Yo preguntaba por mi padre, una vez en el aeropuerto me dijeron que se lo habían llevado en otra ambulancia y que se estaba recuperando, pero era mentira, estaba muy mal y terminó muriendo al día siguiente.
Para mí era muy difícil explicar a la gente lo terriblemente triste que fue todo lo ocurrido. Cuando hablé por primera vez con algunas personas después del accidente, dieron por sentado que yo era alguien especial.

Me decían: “Eres increíble; fuiste capaz de sobrevivir a eso”. A menos que uno haya pasado por una experiencia así, no puede entenderla verdaderamente. Luego de ver a tanta gente perder la vida, uno se pregunta: ¿Por qué estoy aquí? ¿Por qué todas esas personas murieron y yo no?

Cuando me dieron de alta volví a casa. Terminé la secundaria y entré a la universidad. Siempre había imaginado que obtendría un título y que tal vez me convirtiera en piloto y me uniera a las Fuerzas Aéreas.
Al llegar las vacaciones del primer semestre de la universidad me di cuenta de que las cosas nunca volverían a ser iguales, porque mi padre ya no estaba. Pasé las vacaciones lo mejor que pude y luego regresé a clases.

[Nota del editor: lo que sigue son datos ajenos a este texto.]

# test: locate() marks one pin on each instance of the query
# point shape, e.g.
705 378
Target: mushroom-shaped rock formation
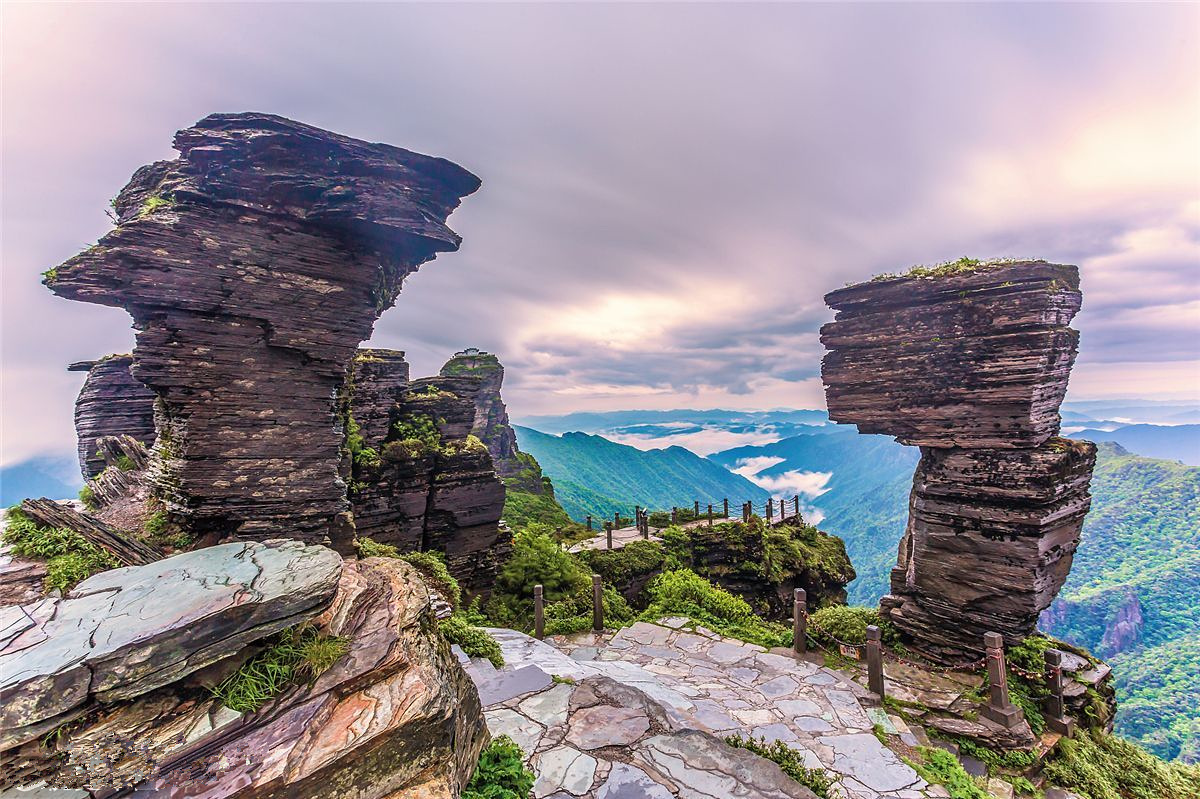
253 264
971 364
420 479
111 403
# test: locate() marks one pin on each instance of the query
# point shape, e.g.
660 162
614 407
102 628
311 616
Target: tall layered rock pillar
970 362
253 264
111 403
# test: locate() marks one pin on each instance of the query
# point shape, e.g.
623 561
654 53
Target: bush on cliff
684 593
501 773
69 557
1098 766
535 559
473 641
430 565
847 624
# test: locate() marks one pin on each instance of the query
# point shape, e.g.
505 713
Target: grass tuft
297 654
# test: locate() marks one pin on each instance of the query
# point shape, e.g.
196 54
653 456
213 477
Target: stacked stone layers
976 360
111 403
253 265
491 424
979 557
972 367
439 493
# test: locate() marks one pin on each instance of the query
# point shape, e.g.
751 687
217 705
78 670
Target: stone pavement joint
647 708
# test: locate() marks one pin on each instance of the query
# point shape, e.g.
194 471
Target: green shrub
433 570
295 654
1098 766
475 642
941 768
789 760
535 559
69 557
849 624
624 565
574 613
501 773
430 565
684 593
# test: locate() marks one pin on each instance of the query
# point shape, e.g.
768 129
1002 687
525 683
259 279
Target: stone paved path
651 704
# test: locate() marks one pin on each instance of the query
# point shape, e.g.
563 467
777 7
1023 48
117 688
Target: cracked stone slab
864 758
525 732
563 769
706 768
631 782
117 635
606 726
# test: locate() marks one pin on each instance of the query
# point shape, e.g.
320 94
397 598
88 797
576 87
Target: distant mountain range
1174 443
594 475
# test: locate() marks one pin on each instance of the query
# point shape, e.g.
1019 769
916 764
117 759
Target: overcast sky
669 191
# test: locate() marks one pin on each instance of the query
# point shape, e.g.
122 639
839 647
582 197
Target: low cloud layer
669 191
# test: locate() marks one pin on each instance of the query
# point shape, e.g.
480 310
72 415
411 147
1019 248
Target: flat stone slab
606 726
129 631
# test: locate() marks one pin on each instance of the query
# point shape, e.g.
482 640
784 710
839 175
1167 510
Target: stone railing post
597 604
1055 706
875 661
799 622
539 613
999 708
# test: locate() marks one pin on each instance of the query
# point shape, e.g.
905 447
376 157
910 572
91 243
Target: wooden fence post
875 661
597 604
999 708
799 622
1055 707
539 613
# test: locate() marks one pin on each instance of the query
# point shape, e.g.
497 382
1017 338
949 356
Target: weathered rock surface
972 367
253 265
491 424
127 631
978 556
976 360
111 403
396 715
433 485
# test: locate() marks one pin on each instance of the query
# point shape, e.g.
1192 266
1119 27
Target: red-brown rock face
427 482
972 367
111 403
253 264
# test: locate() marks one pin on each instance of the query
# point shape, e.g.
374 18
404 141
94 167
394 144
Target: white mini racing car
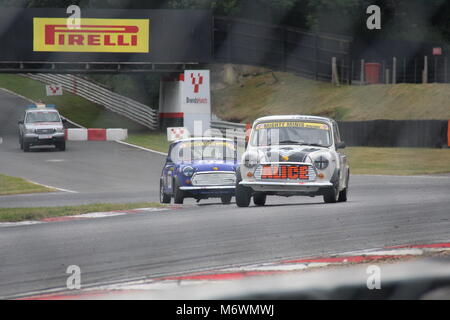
293 155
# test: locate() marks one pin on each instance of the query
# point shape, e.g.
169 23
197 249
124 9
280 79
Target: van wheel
259 198
163 197
226 199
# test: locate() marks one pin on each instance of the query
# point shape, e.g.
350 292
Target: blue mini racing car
199 168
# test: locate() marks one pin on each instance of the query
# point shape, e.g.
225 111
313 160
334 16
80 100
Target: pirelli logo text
94 35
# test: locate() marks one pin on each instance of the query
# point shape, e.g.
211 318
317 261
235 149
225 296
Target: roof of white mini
293 117
203 138
41 110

 Pero entonces ocurrió el desastre del transbordador Challenger y me sumí en la depresión pensé que estudiar tanto para que otra tragedia echara todo al traste no merecía la pena. Abandoné la universidad y después me mudé a Reno, a la ciudad donde casi pierdo la vida, pero lo cierto es que hay tenía familia y comencé a trabajar.
Sé que si mi padre hubiera sobrevivido hubiera hecho todo lo posible para que yo siguiera estudiando. Pero no me arrepiento de haber dejado la carrera. Hoy día trabajo como crupier en un casino, llevo una vida tranquila sin apuros económicos y soy feliz junto a mi mujer y mis hijos.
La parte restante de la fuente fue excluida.